Table 1, the authors list “therapeutic effect”, but the content is hard to understand, and I think “used as a model to understand the…” is not a therapeutic effect. I would also suggest removing the column “experiment”; for the column “models used”, it is hard to understand when the authors just put “ Aβ42 peptide sequence” or “MDRI-MDCK cells”. Similar questions applied to Table 2. Furthermore, the format should be consistent. In table 2, the authors sometimes use present tense, such as “inhibit BACE1 activity”, sometimes used past tense, such as “ Decreased the Aβ levels in CSF”, and sometimes use nouns “Potent reduction of amyloid levels”, please keep consistent.

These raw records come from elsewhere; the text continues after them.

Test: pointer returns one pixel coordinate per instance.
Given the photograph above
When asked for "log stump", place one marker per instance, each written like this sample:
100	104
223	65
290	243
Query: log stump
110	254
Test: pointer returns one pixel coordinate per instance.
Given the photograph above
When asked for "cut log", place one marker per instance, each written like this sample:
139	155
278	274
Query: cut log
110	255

We totally agree with the reviewer’s comment. In fact, the previous table could induce confusion on readers. Both tables were re-written in present tense. Taking your suggestion, “experiments” column were removed from all the tables. The changes are highlighted in the revised manuscript.

Comment 7:

I suggest the authors discuss the safety and toxicity of fluorinated molecules and nanotechnology when applied alone or in combination for treating Alzheimer’s disease.

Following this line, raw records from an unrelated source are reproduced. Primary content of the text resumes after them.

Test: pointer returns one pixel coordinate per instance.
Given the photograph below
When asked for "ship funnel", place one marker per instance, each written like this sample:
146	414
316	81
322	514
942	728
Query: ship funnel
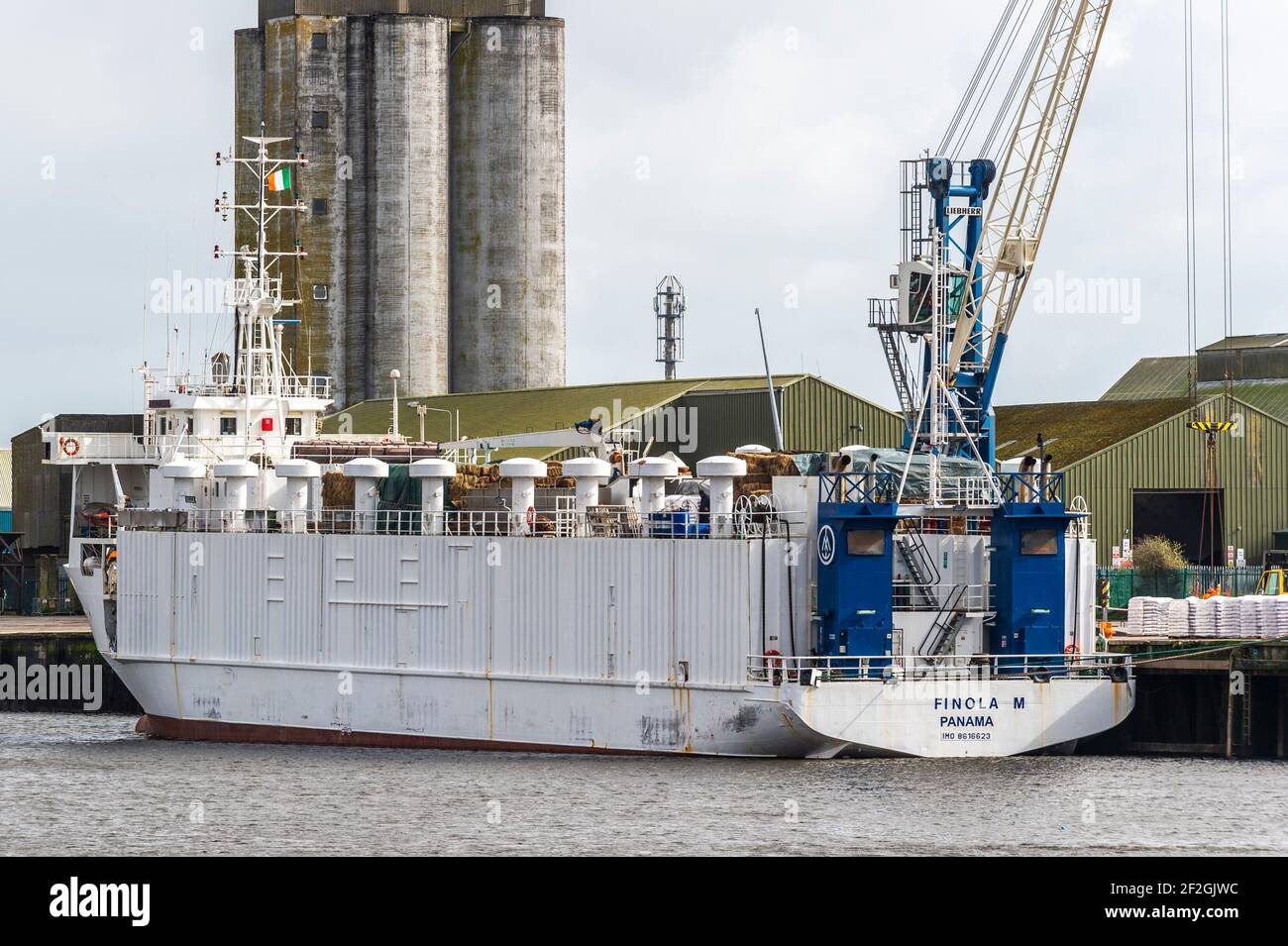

We are grateful for the observation made and we totally agree with the referee’s comment. Information about the safety and toxicity of fluorinated molecules were included in the section 2.

Lines 103-112:

“However, unsuitable fluorine positioning in a bio-active compound or a drug molecule can cause stability and toxicity issues. The concern regarding the toxicity of fluorinated molecules has drawn attention to medicinal chemists in the last few years due to the instability of C-F bond in the presence of a nucleophile or drug-metabolizing enzymes [46]. There is a clinical evidence that shows the prolong use of antifungal voriconazole can increase plasma fluoride levels and lead to painful periostitis/exostoses in patients [47].

With the discovery of more innovative fluorinated molecules, medicinal chemists and other researchers are equipped with more powerful tools to recognize the potential liability of fluorinated molecules/drugs and play around in placing fluorine atoms at different position for tackling such issues [46].” 

Round 2

Reviewer 2 Report

The concerns are addressed by the authors.